We staan voor verkiezingen, de kans op een lange regeringsvorming is reëel. Dreigt dat onze economie te schaden?

“Het hangt ervan af. Een regering in lopende zaken doet geen nieuwe uitgaven en dat is soms een goede zaak. Zo is de federale regering tijdens de energiecrisis veel te gul geweest, tegen alle adviezen in. Een kwart van de mensen zat inderdaad met duurdere energiekosten, maar de helft van de Belgen kreeg door die tussenkomsten juist een lagere factuur. Maar de regering voelde zich opgejaagd door de paniekberichten in de media en heeft zo de begroting nog meer in het rood geduwd.

“Anderzijds leert de geschiedenis dat het snel kan gaan. We zaten vast in aanslepende onderhandelingen toen Dexia dreigde te kapseizen, de gevolgen zouden dramatisch geweest zijn. Een week later was er plots een regering. Tijdens corona hetzelfde verhaal. Als de nood hoog is, is de regering nabij.”

Laten we even verder uitzoomen. Ook Europa kwam deze week met groeicijfers van het afgelopen kwartaal, die liggen lager dan verhoopt. Voor heel 2024 wordt een economische groei van 0,8 procent verwacht. Dat is fors minder dan voorspellingen voor de Verenigde Staten (2,7 procent) en zelf Rusland (2,6 procent), dat nochtans onderhevig is aan economische sancties. Doet Europa het dan zoveel slechter?

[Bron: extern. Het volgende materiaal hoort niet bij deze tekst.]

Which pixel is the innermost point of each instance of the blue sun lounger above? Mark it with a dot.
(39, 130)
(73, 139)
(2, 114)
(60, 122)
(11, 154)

“Europa doet het niet fantastisch, maar we moeten er wel bij zeggen dat we erin geslaagd zijn om een recessie te vermijden, ondanks de corona-, de energie- en de inflatiecrisis. Amerika groeit inderdaad sneller dankzij goedkope energie en innovatie, maar het is ook een gedopeerde economie. De overheid investeert heel fors en stelt zich protectionistisch op: ze subsidiëren prioritaire sectoren op voorwaarde dat die naar Amerika komen. Het land heeft daardoor een zeer hoge staatsschuld, meer dan 120 procent van het bruto binnenlands product. Dat is veel meer dan België, en wij zijn op dat vlak al een van de slechtste landen van Europa. Daarmee stimuleert Amerika wel de eigen economie, maar dat leidt ook tot inflatie.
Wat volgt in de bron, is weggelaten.